Very strongly agreed. Syntactically significant whitespace is the source of so many preventable errors that I believe it's simply not worth the aesthetic improvements.
Keep in mind that I am being simultaneously irreverent while also expressing how I feel about these two debates (semicolons and significant whitespace).
I'm someone who has worked in a large variety of languages, including Python (significant whitespace) and Javascript (no significant whitespace).
First: semicolon inference in Javascript is an abomination :). If the language says that whitespace is not significant, then using newlines to infer where semicolons maybe should be... is inconsistent with the statement "whitespace is insignificant".
Second: when I learned Python, I was coming from a primarily Perl and C background. The significant whitespace wasn't a big deal at all because that's how I indent my code anyway. And I would argue (and do in code reviews) that any code that is not indented properly is incorrect because it is extraordinarily misleading to a reader.

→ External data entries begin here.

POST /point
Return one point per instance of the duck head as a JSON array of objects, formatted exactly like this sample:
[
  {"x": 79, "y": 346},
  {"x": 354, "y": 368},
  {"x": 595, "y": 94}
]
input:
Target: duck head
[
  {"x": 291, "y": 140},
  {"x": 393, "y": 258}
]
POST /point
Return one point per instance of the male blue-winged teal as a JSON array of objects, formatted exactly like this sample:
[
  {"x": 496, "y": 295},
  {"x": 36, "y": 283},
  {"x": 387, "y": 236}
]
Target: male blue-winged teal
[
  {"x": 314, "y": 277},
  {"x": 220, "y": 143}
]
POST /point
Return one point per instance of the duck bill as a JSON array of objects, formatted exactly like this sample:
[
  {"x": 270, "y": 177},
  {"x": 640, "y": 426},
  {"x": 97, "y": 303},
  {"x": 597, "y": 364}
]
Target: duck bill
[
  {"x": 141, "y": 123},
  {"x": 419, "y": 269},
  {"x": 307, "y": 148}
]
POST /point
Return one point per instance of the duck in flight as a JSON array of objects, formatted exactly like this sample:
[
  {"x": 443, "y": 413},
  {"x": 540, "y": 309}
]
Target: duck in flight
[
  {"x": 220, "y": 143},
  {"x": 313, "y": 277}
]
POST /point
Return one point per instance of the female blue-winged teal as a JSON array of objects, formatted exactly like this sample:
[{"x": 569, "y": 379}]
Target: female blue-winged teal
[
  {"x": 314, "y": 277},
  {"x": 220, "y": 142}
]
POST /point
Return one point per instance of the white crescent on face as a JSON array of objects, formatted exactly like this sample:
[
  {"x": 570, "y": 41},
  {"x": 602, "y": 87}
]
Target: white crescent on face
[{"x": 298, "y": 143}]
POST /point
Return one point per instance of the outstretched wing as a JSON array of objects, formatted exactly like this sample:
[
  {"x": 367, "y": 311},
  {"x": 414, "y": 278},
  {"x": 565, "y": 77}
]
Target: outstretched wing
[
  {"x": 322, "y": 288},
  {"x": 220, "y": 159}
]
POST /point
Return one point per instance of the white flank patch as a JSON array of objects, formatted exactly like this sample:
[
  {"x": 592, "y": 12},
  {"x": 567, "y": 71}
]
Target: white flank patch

So, yeah, for any given programming language, I couldn't care less if whitespace is significant or not, or whether there's semicolons at the end of lines, but god damnit don't go half way on either of those. Indent your code as if whitespace is significant (because it IS to whoever's trying to decipher it later), and stick semicolons at the end of your lines whether or not some stupid inference rule will stick them there for you if you forget.
And as a final rant, "modern Javascript" didn't introduce semicolon inference; it's been there for a long time and was put there to try to lower the barrier for newbies. It wasn't put there because it's a great design decision.
I come from Scala, and there semicolon inference works flawlessly. Why do you consider it to be an abomination in Javascript? (Except this famous corner case with continued line, almost never encountered in practice).
Things like this[1] are why I dislike semicolon inference. I very much think in language grammars, and languages that do clever things on top of that tend to annoy me. And, yes, I realize significant whitespace is likely implemented as a an edge case outside of the grammar, but it's at least simple.
An interesting thing with Scala is that in the BNF, "semi" is defined as ';' or nl.[2] After doing some initial reading about Scala, I was pretty much wondering why Scala needed semicolons at all. What you call "semicolon inference" seems like it's more like "optional semicolons", in that the language doesn't really need them.
Well... This is a sort of whitespace sensitivity, and I don't really like it, because that means that some tokens may or may not be meaningful depending on the context, which increases the complexity of the syntax -- and syntax is probably the first thing that I think should be dumb simple and predictable.